Vampire Academy: The Complete Collection: 1/6 (234 page)

I hadn't hesitated once in the battle I'd just fought, but now, I paused at what I saw. Dimitri's face. It was . . . terrifying. Ferocious. He'd had a similar look when he'd defended me at my arrest—that badass warrior god expression that said he could take on hell itself. The way he looked now . . . well, it took that fierceness to a whole new level. This was personal, I realized. Fighting these Strigoi wasn't just about finding Sonya and helping Lissa. This was about redemption, an attempt to destroy his past by destroying the evil directly in his path.

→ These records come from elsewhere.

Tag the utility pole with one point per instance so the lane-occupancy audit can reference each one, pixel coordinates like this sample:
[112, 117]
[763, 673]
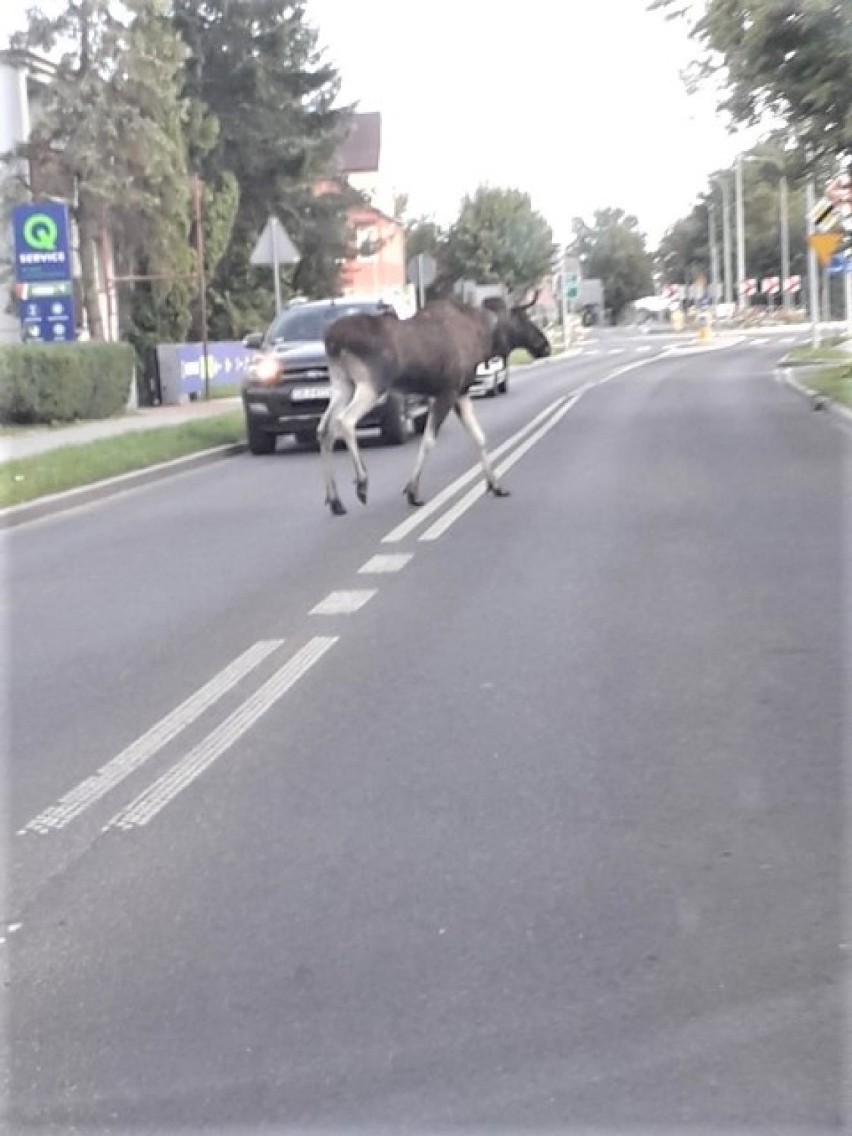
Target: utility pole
[810, 198]
[783, 206]
[201, 280]
[726, 241]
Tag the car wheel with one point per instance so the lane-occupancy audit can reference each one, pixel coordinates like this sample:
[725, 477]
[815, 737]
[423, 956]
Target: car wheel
[260, 441]
[397, 425]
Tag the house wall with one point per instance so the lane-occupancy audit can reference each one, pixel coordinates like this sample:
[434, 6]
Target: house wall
[383, 268]
[21, 80]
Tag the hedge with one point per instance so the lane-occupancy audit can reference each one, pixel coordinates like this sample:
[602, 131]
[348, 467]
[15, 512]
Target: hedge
[61, 382]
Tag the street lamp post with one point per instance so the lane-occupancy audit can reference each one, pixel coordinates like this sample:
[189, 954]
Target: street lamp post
[726, 266]
[784, 209]
[740, 235]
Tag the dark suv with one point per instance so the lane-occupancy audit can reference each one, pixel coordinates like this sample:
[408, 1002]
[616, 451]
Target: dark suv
[285, 389]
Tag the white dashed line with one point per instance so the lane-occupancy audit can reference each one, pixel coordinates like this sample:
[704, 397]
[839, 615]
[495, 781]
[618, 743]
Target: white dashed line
[342, 603]
[164, 790]
[150, 743]
[473, 495]
[440, 500]
[393, 561]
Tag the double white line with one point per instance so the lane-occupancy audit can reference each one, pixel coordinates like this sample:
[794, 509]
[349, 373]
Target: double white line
[548, 417]
[140, 811]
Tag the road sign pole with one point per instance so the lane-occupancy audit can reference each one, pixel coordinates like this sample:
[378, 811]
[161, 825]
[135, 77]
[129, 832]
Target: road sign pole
[784, 210]
[812, 269]
[276, 267]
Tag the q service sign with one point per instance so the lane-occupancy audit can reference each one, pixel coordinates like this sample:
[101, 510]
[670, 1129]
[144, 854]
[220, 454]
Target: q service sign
[43, 272]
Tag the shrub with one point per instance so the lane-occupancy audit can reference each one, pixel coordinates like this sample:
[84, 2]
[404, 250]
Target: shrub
[44, 383]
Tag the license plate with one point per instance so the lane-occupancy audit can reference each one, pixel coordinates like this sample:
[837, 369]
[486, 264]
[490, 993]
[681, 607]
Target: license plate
[309, 393]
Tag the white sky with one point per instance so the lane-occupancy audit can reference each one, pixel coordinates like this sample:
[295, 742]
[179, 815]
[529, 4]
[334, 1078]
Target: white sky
[578, 102]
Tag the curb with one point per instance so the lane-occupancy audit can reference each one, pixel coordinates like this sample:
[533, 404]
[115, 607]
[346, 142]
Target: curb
[98, 491]
[818, 401]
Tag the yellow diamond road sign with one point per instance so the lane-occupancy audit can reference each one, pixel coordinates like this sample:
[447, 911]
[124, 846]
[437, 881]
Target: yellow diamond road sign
[825, 244]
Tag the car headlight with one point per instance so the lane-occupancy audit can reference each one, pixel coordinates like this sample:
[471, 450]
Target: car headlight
[265, 370]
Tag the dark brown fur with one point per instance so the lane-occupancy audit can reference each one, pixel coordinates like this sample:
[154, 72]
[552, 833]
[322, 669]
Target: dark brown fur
[434, 353]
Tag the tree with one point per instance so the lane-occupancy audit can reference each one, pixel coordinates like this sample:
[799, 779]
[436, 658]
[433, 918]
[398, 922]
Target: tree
[500, 239]
[426, 235]
[612, 250]
[684, 252]
[109, 136]
[257, 68]
[785, 58]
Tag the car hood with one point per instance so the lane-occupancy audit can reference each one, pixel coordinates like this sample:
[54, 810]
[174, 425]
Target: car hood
[303, 351]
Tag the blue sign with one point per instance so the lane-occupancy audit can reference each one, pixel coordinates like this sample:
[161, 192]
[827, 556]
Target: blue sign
[48, 319]
[42, 244]
[225, 365]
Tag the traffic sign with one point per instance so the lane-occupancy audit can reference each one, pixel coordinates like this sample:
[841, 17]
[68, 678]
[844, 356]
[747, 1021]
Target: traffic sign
[42, 244]
[48, 319]
[422, 269]
[825, 244]
[824, 214]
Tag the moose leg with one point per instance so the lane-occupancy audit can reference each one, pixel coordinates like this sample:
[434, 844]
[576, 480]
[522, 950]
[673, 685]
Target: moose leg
[465, 410]
[327, 432]
[365, 398]
[439, 410]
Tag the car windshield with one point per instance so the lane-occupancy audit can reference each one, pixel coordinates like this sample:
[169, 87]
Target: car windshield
[305, 324]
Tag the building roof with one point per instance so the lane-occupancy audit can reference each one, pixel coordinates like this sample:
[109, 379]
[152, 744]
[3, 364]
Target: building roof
[361, 148]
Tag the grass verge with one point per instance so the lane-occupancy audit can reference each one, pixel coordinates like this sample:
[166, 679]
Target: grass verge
[73, 466]
[828, 370]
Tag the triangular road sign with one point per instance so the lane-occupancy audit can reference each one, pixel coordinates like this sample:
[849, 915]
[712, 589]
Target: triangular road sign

I moved to join him, just as he staked the second henchman. There was power in that strike, much more power than Dimitri needed as he shoved the Strigoi against the brick wall and pierced his heart. It was impossible, but I could imagine that stake going straight through the body and into the wall. Dimitri put more attention and effort into that kill than he should have. He should have responded like I had and immediately turned to the next threat, once the Strigoi was dead. Instead, Dimitri was so fixated on his victim that he didn't notice Donovan taking advantage of the situation. Fortunately for Dimitri, I had his back.
I slammed my body into Donovan's, shoving him away from Dimitri. As I did, I saw Dimitri pull out his stake and then slam the body against the wall again. Meanwhile, I'd successfully drawn Donovan's attention and was now having a difficult time eluding him without killing him.
"Dimitri!" I yelled. "Come help me. I need you!"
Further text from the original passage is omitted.